Efendim tekkelerin birisinde Hamza isimli bir mürit var. Çok çalışkan, çok iyi niyetli ama ağzı bozuk küfrediyor. Sonunda bu durum Hamza’yı tekkeden atacak kadar ciddiyet kazanıyor. Ama şeyh Hamza’yı seviyor. Onun iyi bir yüreği olduğunu biliyor. Sonunda “bak Hamza diyor al bu baklayı, ben okudum, koy dilinin altına. Sövmek istesen de sövemeyeceksin, böylece tekkede kalacaksın.
İşte böyle, her şey iyi gidiyor. Hamza sövmüyor.

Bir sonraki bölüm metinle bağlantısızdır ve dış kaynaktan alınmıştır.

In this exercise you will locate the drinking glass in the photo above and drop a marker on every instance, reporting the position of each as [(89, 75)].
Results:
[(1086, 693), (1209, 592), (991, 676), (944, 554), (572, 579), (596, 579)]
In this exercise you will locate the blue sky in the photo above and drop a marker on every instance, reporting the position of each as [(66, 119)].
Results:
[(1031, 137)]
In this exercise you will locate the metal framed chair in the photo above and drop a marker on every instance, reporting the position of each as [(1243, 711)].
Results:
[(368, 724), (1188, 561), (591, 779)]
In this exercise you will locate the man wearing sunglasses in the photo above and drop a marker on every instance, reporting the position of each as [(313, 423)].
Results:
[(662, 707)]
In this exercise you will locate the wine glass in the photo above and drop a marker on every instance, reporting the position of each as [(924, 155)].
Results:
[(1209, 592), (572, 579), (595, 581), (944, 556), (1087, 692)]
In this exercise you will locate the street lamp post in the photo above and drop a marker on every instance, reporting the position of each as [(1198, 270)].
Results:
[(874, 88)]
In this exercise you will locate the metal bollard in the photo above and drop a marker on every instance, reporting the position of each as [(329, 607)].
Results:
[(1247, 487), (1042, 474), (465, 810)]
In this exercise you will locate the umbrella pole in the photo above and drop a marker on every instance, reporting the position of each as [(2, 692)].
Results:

Yağmurlu bir gün şeyh hazretleri ve Hamza kasabada yürürlerken evlerden birinin penceresi açılıyor ve bir kız çocuğu “Şeyh efendi biraz beklermisiniz” diyor. Tabi şeyh herhalde acil bir durum var diye Hamza’ya beklemeleri gerektiğini söylüyor. İyice bir ıslanıyorlar. Sonra kız tekrar pencereye geliyor ve “Tamam şeyh efendi gidebilirsiniz “ diyor. Burnundan sular damlayan şeyh efendi” İyi de kızım bizi bu yağmurun altında niye beklettin? deyince kız” Annem tavuğumuzun altına yumurta koydu civciv çıksın diye. Bana da dedi ki “ kızım yola bak. Eğer sarıklı biri görürsen durdur. Civcivler heybetli çıkar, ondan sizi beklettim” deyince, şeyh Hamza’ya döner ve “Çıkar lan ağzından baklayı “der.
İnanın belki de hiç düşmanım yok benim. Ama ağzımdan baklayı çıkaracağım anlar oluyor ve şöyle ağzımı doldura doldura sövmeyi öyle bir özlüyorum ki.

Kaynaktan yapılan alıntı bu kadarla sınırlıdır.